Fokus des Monats - Juli 2022


Sthira und Sukham - Stetigkeit und Leichtigkeit

geschrieben von Jenny T.


Der Fokus dieses Monats "Sthira und Sukham" (Stetigkeit und Leichtigkeit) befasst sich mit etwas, das wir alle bestimmt schon mal in unserem Leben erlebt haben - Ungleichgewicht. "Höher, schneller, besser, mehr" scheint das Credo zu sein, und es treibt uns an. Aber wir sind immer noch Menschen und keine Perpetuum Mobiles. In meinem ersten Job als Projektmanagerin habe ich erlebt, was es heißt, aus dem Gleichgewicht zu geraten. Ich habe mir selbst so viel abverlangt, dass nicht nur mein Energielevel tief gesunken ist, sondern ich auch nicht mehr wusste, was ich will, wo ich hin will und vor allem was ich brauche. Der Drang, immer mehr zu leisten, wurde mir nicht aufgezwungen. Ich wurde sogar ermutigt, es leichter zu nehmen, aber der Druck wurde nur von mir selbst, von meinem Verstand erzeugt. Ich vergaß, mir nicht nur Ruhe zu gönnen, sondern auch die schöne Arbeit zu genießen, die ich zum Glück habe.
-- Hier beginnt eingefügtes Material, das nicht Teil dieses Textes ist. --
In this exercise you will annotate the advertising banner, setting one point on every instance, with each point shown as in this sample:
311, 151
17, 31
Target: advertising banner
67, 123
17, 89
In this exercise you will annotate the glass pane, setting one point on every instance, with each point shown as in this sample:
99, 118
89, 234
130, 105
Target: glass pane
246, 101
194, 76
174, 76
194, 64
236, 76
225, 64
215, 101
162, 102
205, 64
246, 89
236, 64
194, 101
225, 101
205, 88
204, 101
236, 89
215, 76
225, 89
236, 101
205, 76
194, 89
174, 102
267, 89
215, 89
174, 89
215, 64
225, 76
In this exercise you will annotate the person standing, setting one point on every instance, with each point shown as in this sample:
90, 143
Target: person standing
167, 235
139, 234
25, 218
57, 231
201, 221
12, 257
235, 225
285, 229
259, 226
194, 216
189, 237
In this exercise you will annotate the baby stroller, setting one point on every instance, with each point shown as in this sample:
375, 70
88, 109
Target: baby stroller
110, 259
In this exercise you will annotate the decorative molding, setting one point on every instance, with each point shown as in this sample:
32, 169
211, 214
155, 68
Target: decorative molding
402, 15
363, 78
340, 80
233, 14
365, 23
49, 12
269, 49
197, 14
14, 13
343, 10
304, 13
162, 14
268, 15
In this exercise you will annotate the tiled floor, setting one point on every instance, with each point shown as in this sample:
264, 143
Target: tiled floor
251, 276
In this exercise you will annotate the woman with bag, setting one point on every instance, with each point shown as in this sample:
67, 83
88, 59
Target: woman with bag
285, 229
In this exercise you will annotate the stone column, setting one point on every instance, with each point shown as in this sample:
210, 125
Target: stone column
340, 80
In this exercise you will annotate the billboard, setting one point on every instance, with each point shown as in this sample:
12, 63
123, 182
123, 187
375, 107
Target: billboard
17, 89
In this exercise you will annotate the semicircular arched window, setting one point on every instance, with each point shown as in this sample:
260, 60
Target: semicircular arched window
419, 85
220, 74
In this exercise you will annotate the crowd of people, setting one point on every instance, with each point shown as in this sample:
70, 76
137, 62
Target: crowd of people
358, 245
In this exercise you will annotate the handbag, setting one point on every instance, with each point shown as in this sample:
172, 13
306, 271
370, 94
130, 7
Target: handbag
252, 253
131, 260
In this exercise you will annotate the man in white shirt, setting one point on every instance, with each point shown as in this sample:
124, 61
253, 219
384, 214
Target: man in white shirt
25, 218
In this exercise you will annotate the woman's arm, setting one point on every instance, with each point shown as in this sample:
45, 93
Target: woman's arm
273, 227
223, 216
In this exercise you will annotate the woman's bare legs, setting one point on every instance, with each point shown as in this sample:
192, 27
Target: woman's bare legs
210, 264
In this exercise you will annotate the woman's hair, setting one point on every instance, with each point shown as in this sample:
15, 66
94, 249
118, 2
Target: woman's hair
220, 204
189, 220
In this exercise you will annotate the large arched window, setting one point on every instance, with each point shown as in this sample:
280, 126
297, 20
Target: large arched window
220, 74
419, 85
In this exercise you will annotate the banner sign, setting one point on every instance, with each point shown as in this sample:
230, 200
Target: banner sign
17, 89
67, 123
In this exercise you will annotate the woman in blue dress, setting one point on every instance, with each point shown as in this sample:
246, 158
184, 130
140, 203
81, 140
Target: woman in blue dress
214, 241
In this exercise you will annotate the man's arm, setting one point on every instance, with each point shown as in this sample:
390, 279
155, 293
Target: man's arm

Jetzt weiß ich, dass es ein Segen ist, innezuhalten, zu schauen, wo wir stehen, und uns zu fragen, ob und wie unsere Handlungen und Bemühungen uns helfen, zu wachsen. Und auch, ob wir uns noch erlauben, die Schönheit des Lebens in der Zwischenzeit zu erleben und die Gegenwart wahrhaftig anzunehmen. Hier kommt das Konzept von Sthira und Sukham (Stetigkeit und Leichtigkeit) ins Spiel und kann uns lehren, wie wir uns wirklich mit uns selbst verbinden, innere Harmonie finden und unseren Weg mit mehr Anmut und Freude gehen können.



Die Bedeutung von Sthira und Sukham


थिरसुखमासनम् ॥४६॥


sthira-sukham-āsanam || 2.46 ||


Sthira und Sukham ist ein Konzept, das erstmals von Patanjali in den Yoga Sutras eingeführt wurde - der schriftlichen Sammlung von Aphorismen über die theoretische und körperliche Praxis des Yoga. Aus dem Sanskrit lässt sich dieser Aphorismus grob mit "Haltungen sollten stabil und bequem sein" übersetzen.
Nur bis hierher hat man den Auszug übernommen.